Charlie Peck
Poetry
Charlie Peck is from Omaha, Nebraska and received his MFA from Purdue University. His poetry has appeared previously in Cincinnati Review, Ninth Letter, Massachusetts Review, and Best New Poets 2019, among others. His first collection, World’s Largest Ball of Paint, is the winner of the 2022 St. Lawrence Book Award from Black Lawrence Press and is forthcoming April 2024.
Bird’s Aphrodisiac Oyster Shack
In downpour-soaked sweatshirts, Jay & I sat at picnic tables in the broken-shell
parking lot, chipped paint & plastic pitchers, & devoured dozens of oysters raw
in their shells, a squirt of hot sauce or squeeze of lemon to cut against
the sun overhead, & both of us, Jay & I, unshaven & brain-fried,
lonely as fence posts, would watch the traffic on Bronough drip past.

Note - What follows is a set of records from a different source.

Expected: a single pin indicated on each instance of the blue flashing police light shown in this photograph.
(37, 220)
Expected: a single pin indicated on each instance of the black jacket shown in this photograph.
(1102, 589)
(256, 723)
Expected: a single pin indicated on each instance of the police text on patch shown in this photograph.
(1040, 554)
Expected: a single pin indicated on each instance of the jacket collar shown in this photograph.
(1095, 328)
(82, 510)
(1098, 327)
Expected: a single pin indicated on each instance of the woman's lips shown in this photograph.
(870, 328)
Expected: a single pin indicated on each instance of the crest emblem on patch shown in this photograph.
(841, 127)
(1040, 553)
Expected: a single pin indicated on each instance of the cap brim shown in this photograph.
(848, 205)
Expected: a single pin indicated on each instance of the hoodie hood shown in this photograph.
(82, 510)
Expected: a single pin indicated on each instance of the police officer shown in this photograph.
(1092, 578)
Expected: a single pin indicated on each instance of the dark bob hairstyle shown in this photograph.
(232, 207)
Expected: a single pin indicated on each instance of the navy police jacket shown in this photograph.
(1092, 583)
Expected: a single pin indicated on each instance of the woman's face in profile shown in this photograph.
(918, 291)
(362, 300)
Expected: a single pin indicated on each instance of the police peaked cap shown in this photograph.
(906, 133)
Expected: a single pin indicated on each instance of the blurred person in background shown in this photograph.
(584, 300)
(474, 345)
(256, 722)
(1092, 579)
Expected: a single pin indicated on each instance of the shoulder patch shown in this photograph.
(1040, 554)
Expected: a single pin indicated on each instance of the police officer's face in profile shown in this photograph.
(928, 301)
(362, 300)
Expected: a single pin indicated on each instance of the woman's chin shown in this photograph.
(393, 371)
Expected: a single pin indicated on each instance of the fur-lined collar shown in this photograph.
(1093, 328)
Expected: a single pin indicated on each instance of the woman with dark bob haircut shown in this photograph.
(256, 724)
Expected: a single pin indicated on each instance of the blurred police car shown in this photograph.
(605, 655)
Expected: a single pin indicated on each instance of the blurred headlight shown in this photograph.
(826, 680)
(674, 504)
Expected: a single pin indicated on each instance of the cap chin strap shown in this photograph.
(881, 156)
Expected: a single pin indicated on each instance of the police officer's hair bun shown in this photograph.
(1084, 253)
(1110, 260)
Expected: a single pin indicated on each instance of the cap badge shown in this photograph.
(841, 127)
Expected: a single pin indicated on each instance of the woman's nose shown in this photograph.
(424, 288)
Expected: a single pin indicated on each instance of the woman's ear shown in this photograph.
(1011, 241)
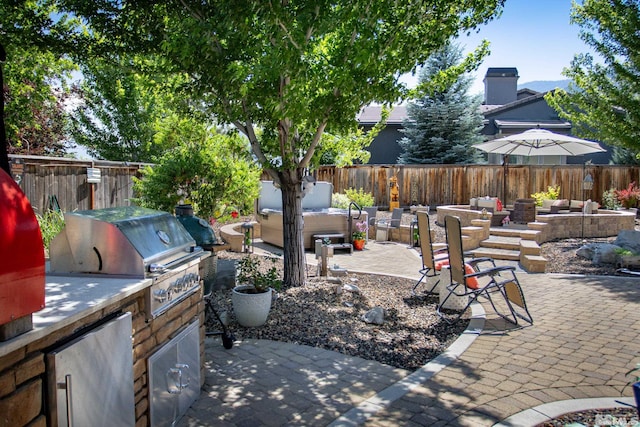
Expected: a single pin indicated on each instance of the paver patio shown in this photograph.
(585, 336)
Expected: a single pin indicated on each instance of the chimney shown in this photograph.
(501, 86)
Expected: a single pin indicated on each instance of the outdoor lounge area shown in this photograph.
(604, 223)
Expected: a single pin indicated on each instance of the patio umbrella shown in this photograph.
(537, 142)
(540, 142)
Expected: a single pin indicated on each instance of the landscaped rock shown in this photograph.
(629, 239)
(375, 316)
(599, 253)
(351, 288)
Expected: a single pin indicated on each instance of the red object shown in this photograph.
(22, 272)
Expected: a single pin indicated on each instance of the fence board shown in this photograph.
(431, 185)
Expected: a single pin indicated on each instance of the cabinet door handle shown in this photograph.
(67, 392)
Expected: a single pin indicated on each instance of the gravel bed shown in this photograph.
(324, 314)
(317, 315)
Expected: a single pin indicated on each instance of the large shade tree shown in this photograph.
(285, 71)
(602, 99)
(35, 37)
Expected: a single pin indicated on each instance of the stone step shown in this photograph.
(496, 253)
(502, 242)
(506, 232)
(529, 247)
(347, 246)
(534, 263)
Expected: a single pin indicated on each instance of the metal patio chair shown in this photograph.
(432, 257)
(384, 225)
(470, 279)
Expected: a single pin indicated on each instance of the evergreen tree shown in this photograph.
(445, 123)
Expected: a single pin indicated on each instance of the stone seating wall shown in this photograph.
(605, 223)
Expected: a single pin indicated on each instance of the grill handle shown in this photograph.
(67, 391)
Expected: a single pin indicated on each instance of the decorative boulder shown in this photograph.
(629, 239)
(599, 253)
(375, 316)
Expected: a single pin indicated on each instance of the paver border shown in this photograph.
(548, 411)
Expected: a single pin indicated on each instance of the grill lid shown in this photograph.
(124, 240)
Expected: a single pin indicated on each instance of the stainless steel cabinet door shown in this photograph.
(174, 377)
(90, 379)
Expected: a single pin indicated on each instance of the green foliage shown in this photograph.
(445, 122)
(601, 101)
(634, 373)
(623, 251)
(211, 172)
(609, 199)
(552, 193)
(35, 73)
(51, 223)
(628, 197)
(360, 197)
(122, 110)
(292, 69)
(340, 201)
(252, 271)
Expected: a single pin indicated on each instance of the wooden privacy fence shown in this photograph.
(436, 185)
(46, 179)
(49, 181)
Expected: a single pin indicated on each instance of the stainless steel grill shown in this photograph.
(131, 241)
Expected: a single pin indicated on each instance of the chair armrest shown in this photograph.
(493, 271)
(388, 222)
(440, 250)
(473, 262)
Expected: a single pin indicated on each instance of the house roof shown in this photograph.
(502, 72)
(371, 115)
(515, 104)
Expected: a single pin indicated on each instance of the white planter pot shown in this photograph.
(251, 309)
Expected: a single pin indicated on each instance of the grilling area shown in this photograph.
(112, 330)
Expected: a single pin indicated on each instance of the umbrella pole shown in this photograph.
(505, 164)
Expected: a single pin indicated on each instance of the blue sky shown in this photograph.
(534, 36)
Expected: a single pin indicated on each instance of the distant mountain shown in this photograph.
(544, 85)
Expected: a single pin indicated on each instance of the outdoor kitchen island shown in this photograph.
(111, 348)
(74, 304)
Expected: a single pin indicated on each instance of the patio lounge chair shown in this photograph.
(470, 279)
(432, 258)
(384, 225)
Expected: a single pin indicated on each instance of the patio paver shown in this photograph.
(585, 337)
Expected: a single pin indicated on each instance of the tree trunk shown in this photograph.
(294, 257)
(4, 147)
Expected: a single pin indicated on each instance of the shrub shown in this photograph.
(629, 196)
(340, 201)
(215, 175)
(552, 193)
(609, 199)
(360, 197)
(51, 223)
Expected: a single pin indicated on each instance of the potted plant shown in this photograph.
(629, 196)
(358, 236)
(252, 297)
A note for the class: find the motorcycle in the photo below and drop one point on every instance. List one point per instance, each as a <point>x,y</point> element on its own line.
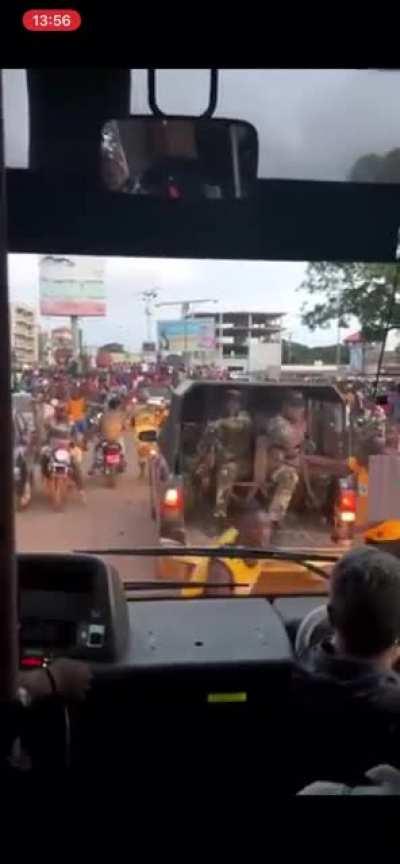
<point>109,461</point>
<point>59,476</point>
<point>23,481</point>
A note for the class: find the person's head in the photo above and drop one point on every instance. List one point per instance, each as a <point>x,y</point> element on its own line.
<point>233,402</point>
<point>252,523</point>
<point>294,406</point>
<point>276,455</point>
<point>364,605</point>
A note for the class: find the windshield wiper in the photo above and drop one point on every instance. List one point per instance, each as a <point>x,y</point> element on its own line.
<point>304,559</point>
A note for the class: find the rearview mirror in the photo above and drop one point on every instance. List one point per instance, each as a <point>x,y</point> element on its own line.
<point>179,158</point>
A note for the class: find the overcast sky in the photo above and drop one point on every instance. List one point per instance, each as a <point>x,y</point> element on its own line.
<point>259,285</point>
<point>312,124</point>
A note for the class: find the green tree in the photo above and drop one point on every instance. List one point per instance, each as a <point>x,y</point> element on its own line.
<point>364,291</point>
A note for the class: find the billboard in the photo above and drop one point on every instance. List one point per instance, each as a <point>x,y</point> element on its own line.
<point>186,334</point>
<point>72,285</point>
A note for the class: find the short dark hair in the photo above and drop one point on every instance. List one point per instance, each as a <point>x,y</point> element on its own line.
<point>293,399</point>
<point>365,601</point>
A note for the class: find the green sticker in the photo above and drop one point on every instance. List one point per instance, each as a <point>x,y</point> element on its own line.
<point>221,698</point>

Chelsea, server on Sunday afternoons with her always-wet hair
& tattoo sleeves, stood in the doorway of the kitchen with a cigarette,
scrolling on her phone, or squatted against the wall with her head
in her hands. She shifted temperaments like a Gulf Coast storm, swinging
between the simple kindness of joining our table for a beer after her shift
or walking away from us mid-sentence. In my head I can still hear
the shattering of shells as cars pulled in & out of the parking lot, like one thousand
broken bottles swept by a push broom across a factory floor. I love beer.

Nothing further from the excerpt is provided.